“All of Us are Dead” Takes a Deep Dive into the True Killer of Humanity

Netflix

“All of Us are Dead” offers new insight into a philosophical human crisis, as well as a sizable contribution to the zombie genre.

 Zombie films have quite literally amassed throngs of gore-loving viewers to its world of bloodshed and moral paradoxes. 

   South Korea is certainly no novice to this phenomenon, as award-winning films of this genre have been sweeping across the entertainment industry for years. 

   The newest one to join the family is Lee Jae Gyu’s “All of Us are Dead,” which gained so much international attention that the Netflix drama spiked to #2 on its opening day. Weeks later, it hasn’t budged from its top ten position.  

   But what makes this drama unique from the multitude of other zombie films? Are the action-packed scenes as exhilarating as “The Walking Dead?” Are the relationships between the characters as poignant as “Train to Busan?” 

   The answer actually comes in the age of the drama’s main characters; they’re all teenagers. Not only teenagers, but high school students to be exact; an age group that’s known to be stuck on the precipice between childhood and adulthood. 

   With some still having hope and others turning to survival, life in a zombie-infested world began to bank heavily on the choice between youth and maturity. In this case, naive hope might just win. 

   The Jonas virus is a neurodegenerative virus created by science teacher Lee Byeong Chan in an effort to pull his high school son away from the depths of bullying. The virus first targets the body’s white blood cells, and stops the heart merely seconds later. The end result: a zombie. 

   However, this wasn’t Lee Byeong Chan’s true purpose. His virus drastically raises the body’s testosterone production, where an individual will be consumed with aggression and fury even as a corpse. In other words, fear morphs into murderous anger. 

  Named after German philosopher, Hans Jonas, the virus is a hidden paradox hidden in the series. Hans Jonas wrote extensively on the dangers of new technologies, and the human responsibility to make these technologies according to the preservation of life. 
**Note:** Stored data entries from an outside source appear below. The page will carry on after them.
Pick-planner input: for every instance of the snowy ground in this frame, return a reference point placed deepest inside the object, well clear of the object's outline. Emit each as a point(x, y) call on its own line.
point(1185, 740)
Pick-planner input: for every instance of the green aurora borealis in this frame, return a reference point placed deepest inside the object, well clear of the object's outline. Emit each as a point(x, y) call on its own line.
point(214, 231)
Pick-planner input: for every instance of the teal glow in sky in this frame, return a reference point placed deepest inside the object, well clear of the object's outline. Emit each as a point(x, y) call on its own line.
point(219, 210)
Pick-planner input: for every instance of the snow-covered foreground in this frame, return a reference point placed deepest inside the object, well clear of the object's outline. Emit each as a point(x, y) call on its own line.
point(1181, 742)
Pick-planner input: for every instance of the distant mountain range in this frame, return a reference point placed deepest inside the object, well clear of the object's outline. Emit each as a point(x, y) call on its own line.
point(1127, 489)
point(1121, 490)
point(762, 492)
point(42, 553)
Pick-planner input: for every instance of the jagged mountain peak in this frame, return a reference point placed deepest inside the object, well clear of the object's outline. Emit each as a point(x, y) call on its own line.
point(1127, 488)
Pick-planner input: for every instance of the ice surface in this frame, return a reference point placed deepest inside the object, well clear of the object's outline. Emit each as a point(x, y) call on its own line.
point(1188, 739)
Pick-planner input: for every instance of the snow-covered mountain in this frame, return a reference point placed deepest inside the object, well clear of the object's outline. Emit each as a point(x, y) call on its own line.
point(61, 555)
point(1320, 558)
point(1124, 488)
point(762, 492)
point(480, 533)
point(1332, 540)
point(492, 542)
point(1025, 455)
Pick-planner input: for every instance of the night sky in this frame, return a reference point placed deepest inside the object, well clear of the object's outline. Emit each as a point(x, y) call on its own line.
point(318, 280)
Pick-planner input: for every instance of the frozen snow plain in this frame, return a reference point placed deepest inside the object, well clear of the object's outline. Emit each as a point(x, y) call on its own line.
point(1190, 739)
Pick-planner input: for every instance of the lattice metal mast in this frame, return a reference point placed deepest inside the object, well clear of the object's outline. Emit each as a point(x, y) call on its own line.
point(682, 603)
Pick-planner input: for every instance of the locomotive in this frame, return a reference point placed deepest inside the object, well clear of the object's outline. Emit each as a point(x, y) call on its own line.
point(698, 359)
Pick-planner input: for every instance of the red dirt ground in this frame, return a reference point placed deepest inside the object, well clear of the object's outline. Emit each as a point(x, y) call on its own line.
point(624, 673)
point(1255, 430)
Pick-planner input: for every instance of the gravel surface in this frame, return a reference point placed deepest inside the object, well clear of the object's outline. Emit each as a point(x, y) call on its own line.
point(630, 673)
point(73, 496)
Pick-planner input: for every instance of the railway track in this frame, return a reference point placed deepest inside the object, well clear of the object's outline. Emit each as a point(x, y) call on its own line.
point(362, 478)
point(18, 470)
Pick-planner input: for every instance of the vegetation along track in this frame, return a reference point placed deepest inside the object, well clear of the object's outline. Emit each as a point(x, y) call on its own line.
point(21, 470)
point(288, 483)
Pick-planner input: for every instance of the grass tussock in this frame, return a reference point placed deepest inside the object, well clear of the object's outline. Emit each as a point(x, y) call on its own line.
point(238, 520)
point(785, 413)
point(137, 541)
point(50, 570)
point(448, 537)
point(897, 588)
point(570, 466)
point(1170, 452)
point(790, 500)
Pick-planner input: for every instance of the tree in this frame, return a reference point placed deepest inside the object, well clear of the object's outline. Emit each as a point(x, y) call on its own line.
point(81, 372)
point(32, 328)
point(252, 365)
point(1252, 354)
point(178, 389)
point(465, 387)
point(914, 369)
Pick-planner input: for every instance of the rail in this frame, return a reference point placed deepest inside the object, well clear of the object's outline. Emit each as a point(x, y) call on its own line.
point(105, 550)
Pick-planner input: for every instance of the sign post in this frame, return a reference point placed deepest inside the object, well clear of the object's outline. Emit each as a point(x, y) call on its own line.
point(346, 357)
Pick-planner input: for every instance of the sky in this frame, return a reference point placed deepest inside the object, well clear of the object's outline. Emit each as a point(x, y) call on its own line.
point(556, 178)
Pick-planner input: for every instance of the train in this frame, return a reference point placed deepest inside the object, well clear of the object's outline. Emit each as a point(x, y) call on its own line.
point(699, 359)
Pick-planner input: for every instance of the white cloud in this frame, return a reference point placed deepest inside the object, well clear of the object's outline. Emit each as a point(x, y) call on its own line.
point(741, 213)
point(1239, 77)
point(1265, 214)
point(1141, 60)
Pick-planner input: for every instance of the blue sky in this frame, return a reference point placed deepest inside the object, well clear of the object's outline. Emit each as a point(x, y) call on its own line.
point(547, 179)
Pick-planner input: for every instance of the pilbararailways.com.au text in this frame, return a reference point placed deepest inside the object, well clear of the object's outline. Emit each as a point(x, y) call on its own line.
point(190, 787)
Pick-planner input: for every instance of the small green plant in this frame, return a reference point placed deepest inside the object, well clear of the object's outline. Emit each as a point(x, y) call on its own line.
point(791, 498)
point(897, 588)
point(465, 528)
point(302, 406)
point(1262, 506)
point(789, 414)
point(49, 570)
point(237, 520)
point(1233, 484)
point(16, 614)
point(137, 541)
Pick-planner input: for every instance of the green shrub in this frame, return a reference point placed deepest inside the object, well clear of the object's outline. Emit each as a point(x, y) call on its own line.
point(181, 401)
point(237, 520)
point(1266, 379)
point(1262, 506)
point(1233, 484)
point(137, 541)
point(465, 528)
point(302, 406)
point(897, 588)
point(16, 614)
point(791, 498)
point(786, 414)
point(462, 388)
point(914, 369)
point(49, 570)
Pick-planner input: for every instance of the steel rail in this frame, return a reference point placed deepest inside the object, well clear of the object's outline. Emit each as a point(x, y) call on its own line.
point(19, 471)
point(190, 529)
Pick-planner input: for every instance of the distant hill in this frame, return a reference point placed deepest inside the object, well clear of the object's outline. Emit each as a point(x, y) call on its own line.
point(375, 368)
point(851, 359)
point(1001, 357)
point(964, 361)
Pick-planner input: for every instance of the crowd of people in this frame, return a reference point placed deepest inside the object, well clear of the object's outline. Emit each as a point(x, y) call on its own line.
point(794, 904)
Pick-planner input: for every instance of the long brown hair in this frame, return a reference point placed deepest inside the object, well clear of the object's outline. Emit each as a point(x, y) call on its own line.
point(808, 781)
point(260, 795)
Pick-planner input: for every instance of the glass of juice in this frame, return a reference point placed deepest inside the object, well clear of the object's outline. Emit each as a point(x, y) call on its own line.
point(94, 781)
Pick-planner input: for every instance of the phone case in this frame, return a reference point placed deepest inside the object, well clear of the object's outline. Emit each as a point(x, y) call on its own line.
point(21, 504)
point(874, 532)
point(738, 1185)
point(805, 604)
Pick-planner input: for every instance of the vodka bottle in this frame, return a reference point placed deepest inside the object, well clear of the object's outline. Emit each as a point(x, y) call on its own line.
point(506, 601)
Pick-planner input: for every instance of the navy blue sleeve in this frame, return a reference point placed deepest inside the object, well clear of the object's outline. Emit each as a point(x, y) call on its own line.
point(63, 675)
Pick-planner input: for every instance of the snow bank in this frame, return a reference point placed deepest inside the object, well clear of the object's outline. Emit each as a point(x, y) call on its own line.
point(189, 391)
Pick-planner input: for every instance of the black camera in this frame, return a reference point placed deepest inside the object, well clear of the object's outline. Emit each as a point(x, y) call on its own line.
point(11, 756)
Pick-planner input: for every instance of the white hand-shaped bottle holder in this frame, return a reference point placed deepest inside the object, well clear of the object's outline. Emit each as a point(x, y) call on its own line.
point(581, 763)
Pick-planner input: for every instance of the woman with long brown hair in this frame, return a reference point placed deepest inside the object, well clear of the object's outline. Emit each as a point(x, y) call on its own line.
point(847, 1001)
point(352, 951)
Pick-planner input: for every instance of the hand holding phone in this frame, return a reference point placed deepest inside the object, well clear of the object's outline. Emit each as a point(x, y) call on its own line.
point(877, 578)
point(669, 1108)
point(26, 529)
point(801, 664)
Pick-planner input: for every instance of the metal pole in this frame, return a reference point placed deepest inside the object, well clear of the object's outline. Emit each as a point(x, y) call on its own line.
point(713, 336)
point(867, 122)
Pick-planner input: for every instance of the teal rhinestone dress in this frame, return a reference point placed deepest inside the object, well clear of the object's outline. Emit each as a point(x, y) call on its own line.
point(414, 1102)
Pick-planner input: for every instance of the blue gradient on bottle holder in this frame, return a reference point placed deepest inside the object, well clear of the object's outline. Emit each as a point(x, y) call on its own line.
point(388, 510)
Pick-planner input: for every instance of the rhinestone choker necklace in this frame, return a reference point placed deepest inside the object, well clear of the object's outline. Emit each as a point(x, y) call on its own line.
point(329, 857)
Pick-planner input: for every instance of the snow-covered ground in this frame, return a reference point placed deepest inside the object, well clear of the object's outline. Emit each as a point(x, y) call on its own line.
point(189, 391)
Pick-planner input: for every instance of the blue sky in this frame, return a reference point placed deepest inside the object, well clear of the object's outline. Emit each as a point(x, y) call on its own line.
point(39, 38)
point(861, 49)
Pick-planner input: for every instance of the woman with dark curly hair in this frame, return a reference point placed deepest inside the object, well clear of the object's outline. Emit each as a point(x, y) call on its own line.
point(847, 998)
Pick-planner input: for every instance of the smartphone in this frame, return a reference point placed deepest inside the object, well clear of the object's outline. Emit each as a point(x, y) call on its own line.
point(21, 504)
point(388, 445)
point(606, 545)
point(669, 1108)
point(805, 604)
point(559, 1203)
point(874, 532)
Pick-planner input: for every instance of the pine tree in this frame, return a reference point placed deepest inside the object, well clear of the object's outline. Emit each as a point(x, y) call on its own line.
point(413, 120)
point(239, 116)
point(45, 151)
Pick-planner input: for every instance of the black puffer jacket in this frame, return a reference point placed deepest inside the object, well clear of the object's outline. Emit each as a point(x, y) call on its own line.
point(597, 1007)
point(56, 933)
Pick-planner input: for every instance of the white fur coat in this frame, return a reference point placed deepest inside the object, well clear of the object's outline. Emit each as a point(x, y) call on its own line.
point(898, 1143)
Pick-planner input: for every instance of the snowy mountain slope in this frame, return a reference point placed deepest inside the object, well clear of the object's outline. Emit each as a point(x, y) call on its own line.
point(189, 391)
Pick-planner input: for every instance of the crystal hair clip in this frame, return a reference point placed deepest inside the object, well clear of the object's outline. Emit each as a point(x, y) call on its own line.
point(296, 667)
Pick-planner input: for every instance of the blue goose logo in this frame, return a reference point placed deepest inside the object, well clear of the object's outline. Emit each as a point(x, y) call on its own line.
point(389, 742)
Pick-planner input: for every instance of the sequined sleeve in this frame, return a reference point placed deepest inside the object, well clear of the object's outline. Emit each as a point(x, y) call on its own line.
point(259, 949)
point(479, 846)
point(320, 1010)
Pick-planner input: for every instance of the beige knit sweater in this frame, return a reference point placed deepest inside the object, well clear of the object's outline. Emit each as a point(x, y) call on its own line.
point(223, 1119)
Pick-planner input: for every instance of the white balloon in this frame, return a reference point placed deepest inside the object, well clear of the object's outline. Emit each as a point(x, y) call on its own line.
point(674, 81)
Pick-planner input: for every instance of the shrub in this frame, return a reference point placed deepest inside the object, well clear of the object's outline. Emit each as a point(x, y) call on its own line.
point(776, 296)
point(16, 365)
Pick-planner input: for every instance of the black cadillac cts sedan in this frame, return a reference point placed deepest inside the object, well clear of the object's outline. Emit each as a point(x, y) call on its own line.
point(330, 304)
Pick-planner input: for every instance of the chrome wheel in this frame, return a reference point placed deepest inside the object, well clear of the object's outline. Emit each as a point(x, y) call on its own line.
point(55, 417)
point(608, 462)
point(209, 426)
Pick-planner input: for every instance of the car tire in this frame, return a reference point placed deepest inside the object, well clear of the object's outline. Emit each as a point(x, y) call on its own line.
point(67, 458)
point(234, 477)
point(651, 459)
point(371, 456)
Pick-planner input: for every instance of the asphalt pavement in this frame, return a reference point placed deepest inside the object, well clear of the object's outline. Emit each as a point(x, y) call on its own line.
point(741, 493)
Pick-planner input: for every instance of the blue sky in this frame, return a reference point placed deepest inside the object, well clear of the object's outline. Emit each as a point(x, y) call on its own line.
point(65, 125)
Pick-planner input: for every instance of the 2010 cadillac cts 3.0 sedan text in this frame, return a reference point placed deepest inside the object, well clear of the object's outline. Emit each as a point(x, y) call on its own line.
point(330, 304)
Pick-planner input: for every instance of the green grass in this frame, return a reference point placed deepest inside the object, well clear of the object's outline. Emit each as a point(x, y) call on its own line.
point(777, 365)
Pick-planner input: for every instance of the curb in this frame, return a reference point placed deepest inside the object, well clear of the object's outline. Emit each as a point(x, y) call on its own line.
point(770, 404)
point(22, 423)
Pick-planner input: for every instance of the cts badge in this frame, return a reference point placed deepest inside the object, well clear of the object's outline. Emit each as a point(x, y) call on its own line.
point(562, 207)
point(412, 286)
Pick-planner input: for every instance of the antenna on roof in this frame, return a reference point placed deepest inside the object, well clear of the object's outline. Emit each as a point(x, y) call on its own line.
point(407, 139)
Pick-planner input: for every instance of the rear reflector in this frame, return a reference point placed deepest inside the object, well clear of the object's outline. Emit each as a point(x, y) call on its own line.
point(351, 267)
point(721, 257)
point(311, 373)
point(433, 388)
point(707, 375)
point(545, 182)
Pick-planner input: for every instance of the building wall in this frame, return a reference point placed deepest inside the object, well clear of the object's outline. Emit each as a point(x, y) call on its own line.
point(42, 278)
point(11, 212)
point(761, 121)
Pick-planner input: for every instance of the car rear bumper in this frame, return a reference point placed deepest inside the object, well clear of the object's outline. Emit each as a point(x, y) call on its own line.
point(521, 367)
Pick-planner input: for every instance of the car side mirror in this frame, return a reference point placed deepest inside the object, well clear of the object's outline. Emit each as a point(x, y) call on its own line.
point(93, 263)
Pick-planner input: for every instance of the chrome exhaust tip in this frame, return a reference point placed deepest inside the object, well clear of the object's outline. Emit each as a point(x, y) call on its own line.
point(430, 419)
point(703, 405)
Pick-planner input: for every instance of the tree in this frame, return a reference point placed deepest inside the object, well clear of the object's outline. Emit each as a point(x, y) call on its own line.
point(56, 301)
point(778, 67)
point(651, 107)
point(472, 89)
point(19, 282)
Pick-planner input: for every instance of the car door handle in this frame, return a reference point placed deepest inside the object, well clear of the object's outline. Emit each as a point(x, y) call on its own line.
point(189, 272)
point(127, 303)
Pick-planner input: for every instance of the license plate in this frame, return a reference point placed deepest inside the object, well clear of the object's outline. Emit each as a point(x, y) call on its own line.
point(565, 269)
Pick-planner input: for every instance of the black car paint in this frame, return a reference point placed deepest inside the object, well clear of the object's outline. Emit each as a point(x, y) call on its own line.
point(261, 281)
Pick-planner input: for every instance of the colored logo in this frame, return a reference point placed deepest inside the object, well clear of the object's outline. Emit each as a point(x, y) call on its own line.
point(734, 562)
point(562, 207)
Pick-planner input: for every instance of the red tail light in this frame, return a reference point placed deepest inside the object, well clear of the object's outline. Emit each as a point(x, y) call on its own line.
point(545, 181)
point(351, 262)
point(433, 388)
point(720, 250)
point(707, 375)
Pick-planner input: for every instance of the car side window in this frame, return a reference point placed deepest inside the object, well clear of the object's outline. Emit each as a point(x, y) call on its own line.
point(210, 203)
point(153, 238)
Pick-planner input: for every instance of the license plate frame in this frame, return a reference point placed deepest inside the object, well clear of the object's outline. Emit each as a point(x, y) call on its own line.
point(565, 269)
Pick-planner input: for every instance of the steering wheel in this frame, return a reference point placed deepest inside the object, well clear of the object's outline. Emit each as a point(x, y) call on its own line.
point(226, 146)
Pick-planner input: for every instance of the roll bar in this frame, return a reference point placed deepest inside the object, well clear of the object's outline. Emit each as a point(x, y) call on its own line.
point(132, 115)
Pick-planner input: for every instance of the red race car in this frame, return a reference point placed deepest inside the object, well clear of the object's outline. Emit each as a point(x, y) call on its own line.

  On the exterior, Jonas’s ideals and the virus could be direct antitheses of each other. However, humanity follows the laws of natural selection like any other organism; would producing a physically superior human being venture too far from “preserving” human life? 

  This exact question came to plague the students of Hyosan High School, causing a clash of ethics and survival among teenage children.

   After Lee Byeong Chan kept an infected rat in the school lab, Hyosan High School became ground zero for the Jonas virus after a student was accidentally bitten. 

   As discord cascaded over the school, there became a stark contrast in the characteristics of the remaining survivors. Take main lead Lee Cheongsan and the South Korean military for example. 

   The former could be described as an exception to the primal instincts that overtook most of his peers. Ruled by compassion and responsibility rather than fear, Cheongsan wasn’t at all afraid to sacrifice his own life to protect his friends after being bitten by a zombie. 

   Similar to him, many of the remaining students retained a crucial sense of empathy, even for their infected peers. Or perhaps it was a simple naivety that came in tandem with blissful youth. 

   Either way, the military certainly didn’t allow for any hesitation of action after martial law was announced over the Hyosan district. What started as a rescue operation for any survivors at the high school ended with stunned countenances from the survivors, as the rescue helicopter flew away without any students on board. 

   After learning of a possible mutation of the Jonas virus, the military decided to bomb the entire Hyosan district. Their mission? To eliminate any living beings within that border. 

   What an apt way to portray the age-old law that rules over all creatures: survival of the fittest. 

   So, what does it mean to be an adult? As the drama shows, adulthood can be described as the bitter struggle between morality and responsibility in times of crisis. 

   Humanity is such a peculiar paradox within itself. To be human is to possess an unparalleled perception of ethics. Nevertheless, humans are morally the most terrifying creatures that have ever walked the Earth. 

   So, for these teenagers who were about to enter the grandiose world of adulthood, they were handed relentless challenges unbefitting of their brief lives. 

   Festering injustices and social corruption catalyzed the creation of the Jonas virus. Who’s to say that it wouldn’t happen in real life?